Owned and operated by Cogeco, it broadcasts on 102.9 MHz using a directional antenna with an average effective radiated power of 16,800 watts and a peak effective radiated power of 32,800 watts (class C1). The station's transmitter is located at Mount Bélair.
The station usually is the most popular station in Quebec City according to BBM ratings (using full coverage ratings). It used to be an AM station, broadcast at 1240 AM from its inception in December 1967 until 1976, then moved to 920 AM until 1994 and was originally known as CFLS. In 1988, CFLS's then-owner, Radio Etchemin, planned to relocate CFLS from 920 kHz to the FM band at 106.3 MHz, with effective radiated power of 54,350 watts; this application would be denied by the CRTC. (106.3 has since been occupied by the local Ici Radio-Canada Première outlet, CBV-FM.) CFLS's second application to relocate to FM, this time to 102.9 MHz, was successful, and the relocation was made in 1994. When the station switched to an oldies format in 1995, it changed its call sign to the current CFOM-FM.
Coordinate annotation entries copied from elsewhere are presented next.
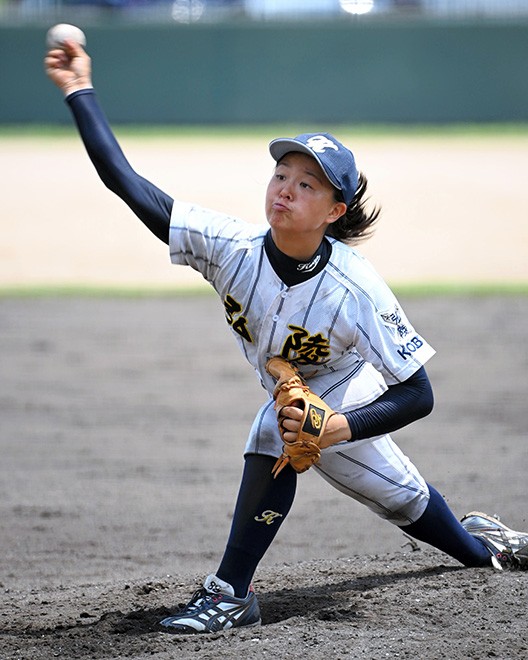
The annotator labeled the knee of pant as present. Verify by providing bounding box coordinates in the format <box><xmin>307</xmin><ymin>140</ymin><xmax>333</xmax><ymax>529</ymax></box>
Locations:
<box><xmin>374</xmin><ymin>489</ymin><xmax>429</xmax><ymax>527</ymax></box>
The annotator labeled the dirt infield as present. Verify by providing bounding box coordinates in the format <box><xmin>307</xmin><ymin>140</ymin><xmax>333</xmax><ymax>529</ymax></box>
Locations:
<box><xmin>0</xmin><ymin>295</ymin><xmax>528</xmax><ymax>660</ymax></box>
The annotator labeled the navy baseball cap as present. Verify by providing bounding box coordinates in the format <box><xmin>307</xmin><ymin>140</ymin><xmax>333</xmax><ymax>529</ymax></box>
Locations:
<box><xmin>269</xmin><ymin>133</ymin><xmax>359</xmax><ymax>206</ymax></box>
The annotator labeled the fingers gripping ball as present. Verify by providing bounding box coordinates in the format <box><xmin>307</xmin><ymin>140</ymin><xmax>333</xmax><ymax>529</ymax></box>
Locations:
<box><xmin>266</xmin><ymin>357</ymin><xmax>335</xmax><ymax>477</ymax></box>
<box><xmin>46</xmin><ymin>23</ymin><xmax>86</xmax><ymax>50</ymax></box>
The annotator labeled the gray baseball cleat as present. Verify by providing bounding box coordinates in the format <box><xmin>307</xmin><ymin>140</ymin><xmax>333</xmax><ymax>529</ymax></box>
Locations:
<box><xmin>159</xmin><ymin>575</ymin><xmax>261</xmax><ymax>635</ymax></box>
<box><xmin>460</xmin><ymin>511</ymin><xmax>528</xmax><ymax>571</ymax></box>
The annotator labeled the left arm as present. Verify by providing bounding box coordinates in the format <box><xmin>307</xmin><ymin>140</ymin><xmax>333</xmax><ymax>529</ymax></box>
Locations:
<box><xmin>281</xmin><ymin>367</ymin><xmax>434</xmax><ymax>449</ymax></box>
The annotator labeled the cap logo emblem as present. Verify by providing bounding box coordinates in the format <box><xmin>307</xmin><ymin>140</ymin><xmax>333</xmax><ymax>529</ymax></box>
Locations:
<box><xmin>306</xmin><ymin>135</ymin><xmax>339</xmax><ymax>154</ymax></box>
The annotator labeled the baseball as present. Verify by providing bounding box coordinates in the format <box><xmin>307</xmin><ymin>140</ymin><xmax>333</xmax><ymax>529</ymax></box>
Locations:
<box><xmin>46</xmin><ymin>23</ymin><xmax>86</xmax><ymax>48</ymax></box>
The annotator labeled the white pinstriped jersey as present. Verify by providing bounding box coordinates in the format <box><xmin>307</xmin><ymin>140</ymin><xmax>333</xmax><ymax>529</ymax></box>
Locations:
<box><xmin>169</xmin><ymin>202</ymin><xmax>434</xmax><ymax>412</ymax></box>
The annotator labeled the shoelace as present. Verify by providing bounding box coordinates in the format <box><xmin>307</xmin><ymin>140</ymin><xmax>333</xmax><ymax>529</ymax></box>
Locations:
<box><xmin>184</xmin><ymin>587</ymin><xmax>219</xmax><ymax>612</ymax></box>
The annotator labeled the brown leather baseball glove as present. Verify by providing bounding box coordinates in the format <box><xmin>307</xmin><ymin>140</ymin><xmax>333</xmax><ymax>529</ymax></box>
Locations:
<box><xmin>266</xmin><ymin>357</ymin><xmax>335</xmax><ymax>477</ymax></box>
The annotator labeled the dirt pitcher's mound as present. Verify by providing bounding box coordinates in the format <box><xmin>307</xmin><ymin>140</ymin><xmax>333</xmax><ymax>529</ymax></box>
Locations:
<box><xmin>0</xmin><ymin>551</ymin><xmax>528</xmax><ymax>660</ymax></box>
<box><xmin>0</xmin><ymin>295</ymin><xmax>528</xmax><ymax>660</ymax></box>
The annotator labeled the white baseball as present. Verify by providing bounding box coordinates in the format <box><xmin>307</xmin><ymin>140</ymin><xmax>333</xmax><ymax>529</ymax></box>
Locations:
<box><xmin>46</xmin><ymin>23</ymin><xmax>86</xmax><ymax>48</ymax></box>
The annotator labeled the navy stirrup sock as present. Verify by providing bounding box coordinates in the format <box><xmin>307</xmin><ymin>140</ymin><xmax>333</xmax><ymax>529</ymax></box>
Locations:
<box><xmin>216</xmin><ymin>454</ymin><xmax>297</xmax><ymax>598</ymax></box>
<box><xmin>401</xmin><ymin>484</ymin><xmax>491</xmax><ymax>567</ymax></box>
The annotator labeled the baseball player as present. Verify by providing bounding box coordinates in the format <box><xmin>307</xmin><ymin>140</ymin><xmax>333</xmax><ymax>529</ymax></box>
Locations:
<box><xmin>45</xmin><ymin>41</ymin><xmax>528</xmax><ymax>633</ymax></box>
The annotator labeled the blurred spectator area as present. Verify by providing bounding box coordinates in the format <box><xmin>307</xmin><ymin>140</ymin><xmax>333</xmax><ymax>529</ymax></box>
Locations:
<box><xmin>0</xmin><ymin>0</ymin><xmax>528</xmax><ymax>23</ymax></box>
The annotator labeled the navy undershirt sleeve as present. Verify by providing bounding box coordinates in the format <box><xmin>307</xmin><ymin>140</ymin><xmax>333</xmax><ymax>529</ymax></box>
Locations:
<box><xmin>66</xmin><ymin>89</ymin><xmax>174</xmax><ymax>244</ymax></box>
<box><xmin>343</xmin><ymin>367</ymin><xmax>434</xmax><ymax>442</ymax></box>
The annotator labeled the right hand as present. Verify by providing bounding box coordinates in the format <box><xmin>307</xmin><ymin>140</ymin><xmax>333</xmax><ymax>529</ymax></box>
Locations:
<box><xmin>44</xmin><ymin>40</ymin><xmax>93</xmax><ymax>96</ymax></box>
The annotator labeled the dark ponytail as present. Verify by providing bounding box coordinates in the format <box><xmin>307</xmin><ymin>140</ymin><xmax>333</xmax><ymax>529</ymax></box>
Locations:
<box><xmin>326</xmin><ymin>172</ymin><xmax>381</xmax><ymax>245</ymax></box>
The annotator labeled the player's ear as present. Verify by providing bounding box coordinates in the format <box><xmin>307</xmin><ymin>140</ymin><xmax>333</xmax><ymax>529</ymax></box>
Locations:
<box><xmin>326</xmin><ymin>202</ymin><xmax>347</xmax><ymax>225</ymax></box>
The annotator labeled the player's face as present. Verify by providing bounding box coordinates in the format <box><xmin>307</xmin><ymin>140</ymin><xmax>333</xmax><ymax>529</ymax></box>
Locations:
<box><xmin>266</xmin><ymin>152</ymin><xmax>346</xmax><ymax>256</ymax></box>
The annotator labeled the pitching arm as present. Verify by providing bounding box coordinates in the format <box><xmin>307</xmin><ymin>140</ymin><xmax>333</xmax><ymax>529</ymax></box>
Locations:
<box><xmin>45</xmin><ymin>41</ymin><xmax>174</xmax><ymax>245</ymax></box>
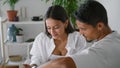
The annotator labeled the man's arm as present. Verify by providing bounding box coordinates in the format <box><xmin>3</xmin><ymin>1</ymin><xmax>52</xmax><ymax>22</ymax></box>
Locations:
<box><xmin>38</xmin><ymin>57</ymin><xmax>76</xmax><ymax>68</ymax></box>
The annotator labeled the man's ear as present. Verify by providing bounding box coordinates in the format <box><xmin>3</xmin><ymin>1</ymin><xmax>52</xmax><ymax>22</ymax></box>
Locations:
<box><xmin>97</xmin><ymin>22</ymin><xmax>104</xmax><ymax>31</ymax></box>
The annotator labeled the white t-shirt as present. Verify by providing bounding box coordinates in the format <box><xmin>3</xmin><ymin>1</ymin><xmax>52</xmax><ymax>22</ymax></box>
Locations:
<box><xmin>71</xmin><ymin>32</ymin><xmax>120</xmax><ymax>68</ymax></box>
<box><xmin>30</xmin><ymin>32</ymin><xmax>86</xmax><ymax>66</ymax></box>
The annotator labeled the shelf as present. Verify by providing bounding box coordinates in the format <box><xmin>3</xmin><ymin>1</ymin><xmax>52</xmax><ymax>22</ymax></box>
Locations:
<box><xmin>5</xmin><ymin>21</ymin><xmax>44</xmax><ymax>24</ymax></box>
<box><xmin>5</xmin><ymin>42</ymin><xmax>33</xmax><ymax>45</ymax></box>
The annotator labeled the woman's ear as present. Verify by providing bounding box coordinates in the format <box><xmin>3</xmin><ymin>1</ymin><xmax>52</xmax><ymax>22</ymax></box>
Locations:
<box><xmin>97</xmin><ymin>22</ymin><xmax>104</xmax><ymax>31</ymax></box>
<box><xmin>65</xmin><ymin>20</ymin><xmax>69</xmax><ymax>28</ymax></box>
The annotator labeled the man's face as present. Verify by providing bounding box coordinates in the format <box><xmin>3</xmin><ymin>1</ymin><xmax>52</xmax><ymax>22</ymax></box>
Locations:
<box><xmin>76</xmin><ymin>20</ymin><xmax>100</xmax><ymax>41</ymax></box>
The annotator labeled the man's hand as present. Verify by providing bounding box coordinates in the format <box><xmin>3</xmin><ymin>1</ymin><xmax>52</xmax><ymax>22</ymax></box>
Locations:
<box><xmin>38</xmin><ymin>57</ymin><xmax>76</xmax><ymax>68</ymax></box>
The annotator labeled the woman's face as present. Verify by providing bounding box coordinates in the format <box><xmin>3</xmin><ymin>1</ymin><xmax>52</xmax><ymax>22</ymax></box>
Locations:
<box><xmin>46</xmin><ymin>18</ymin><xmax>67</xmax><ymax>39</ymax></box>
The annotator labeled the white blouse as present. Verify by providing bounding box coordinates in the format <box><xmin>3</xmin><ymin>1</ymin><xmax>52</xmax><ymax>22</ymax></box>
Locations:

CFOM was a radio station in Quebec City, Quebec, Canada. It was the only full-time English language radio station in the city until it was shut down in 1976.
The station was launched in 1949, with the call sign CJNT, later changing to CJQC in 1953. It finally adopted the CFOM call sign, which it retained for the remainder of its existence, in 1964. For its entire history, it was owned by Goodwill Broadcasters of Quebec.
The station was a privately owned affiliate of CBC Radio's main network, the Trans-Canada Network (forerunner of today's CBC Radio One). At the time Quebec City was the only provincial capital without a CBC-owned and -operated English-language radio station. This put CFOM in a difficult position as a commercial station whose license required it to air predominantly non-commercial programming. As such, it was a money-bleeder for most of its existence.
The station was hobbled by the fact that it was an anglophone station in a nearly monolingual francophone city. Its audience came primarily from anglophone members of the National Assembly, as well as anglophone government employees--just barely enough for the station to be viable.